Each time he was assaulted with a vision of his death, he had to make a decision – run away, or use the knowledge to confront and hopefully avoid his demise. He didn’t always decide to face his fear, but more often than not he trusted the optionality of the vision, especially since he had regained his old proficiency with his weapons. He supposed that in the abandoned mine that, should he inspect another path, the monsters he saw could approach him from another angle – an angle he hadn’t yet foreseen.
The vision held steady in his mind as he walked along the cart track, letting Andrew know that he was proceeding toward the finality of it; had he walked away, the vision would begin to evaporate like a dream, being no longer part of the future. He saw the flickering light, its ballast failing after untold hours of steady work. He brought his sights up to his right eye as he approached the empty space from his vision.

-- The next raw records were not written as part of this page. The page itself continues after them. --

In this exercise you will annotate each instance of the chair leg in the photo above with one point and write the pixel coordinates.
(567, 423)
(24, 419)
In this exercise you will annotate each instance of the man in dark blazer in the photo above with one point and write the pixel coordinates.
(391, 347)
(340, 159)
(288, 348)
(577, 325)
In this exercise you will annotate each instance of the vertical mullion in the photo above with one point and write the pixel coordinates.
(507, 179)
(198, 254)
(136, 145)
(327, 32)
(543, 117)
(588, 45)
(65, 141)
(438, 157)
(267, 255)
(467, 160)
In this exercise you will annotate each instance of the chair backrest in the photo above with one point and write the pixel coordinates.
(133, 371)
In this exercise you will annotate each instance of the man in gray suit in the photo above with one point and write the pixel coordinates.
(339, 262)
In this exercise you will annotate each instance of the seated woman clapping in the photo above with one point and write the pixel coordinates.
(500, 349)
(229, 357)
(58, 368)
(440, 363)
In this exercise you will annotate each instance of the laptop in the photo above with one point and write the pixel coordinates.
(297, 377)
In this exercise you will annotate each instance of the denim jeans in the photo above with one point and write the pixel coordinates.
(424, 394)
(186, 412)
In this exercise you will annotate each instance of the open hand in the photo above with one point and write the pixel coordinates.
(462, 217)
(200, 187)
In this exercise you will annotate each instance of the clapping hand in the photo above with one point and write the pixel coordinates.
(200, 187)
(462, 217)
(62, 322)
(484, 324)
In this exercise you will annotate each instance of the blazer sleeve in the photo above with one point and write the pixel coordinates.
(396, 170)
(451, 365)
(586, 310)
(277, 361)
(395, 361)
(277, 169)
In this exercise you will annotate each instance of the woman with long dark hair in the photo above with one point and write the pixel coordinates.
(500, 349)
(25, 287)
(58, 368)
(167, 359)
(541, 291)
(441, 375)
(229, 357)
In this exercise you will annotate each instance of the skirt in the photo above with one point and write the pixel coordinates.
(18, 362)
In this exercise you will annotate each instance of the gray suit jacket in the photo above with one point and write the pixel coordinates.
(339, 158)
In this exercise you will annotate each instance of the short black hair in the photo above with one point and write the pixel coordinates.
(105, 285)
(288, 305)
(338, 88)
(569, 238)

It was a space of nothingness, easily overlooked as part of the endless colorless dark stone. As he pointed his flashlight into the void, he saw movement. Two heads turned to look at him, their eyes wide and reflective like those of a cat. Attached to those heads were two malformed bodies, withered but also smooth; colorless or so covered with filth as be robbed of the hues of flesh. They were hunched over something, but Andrew could not see what.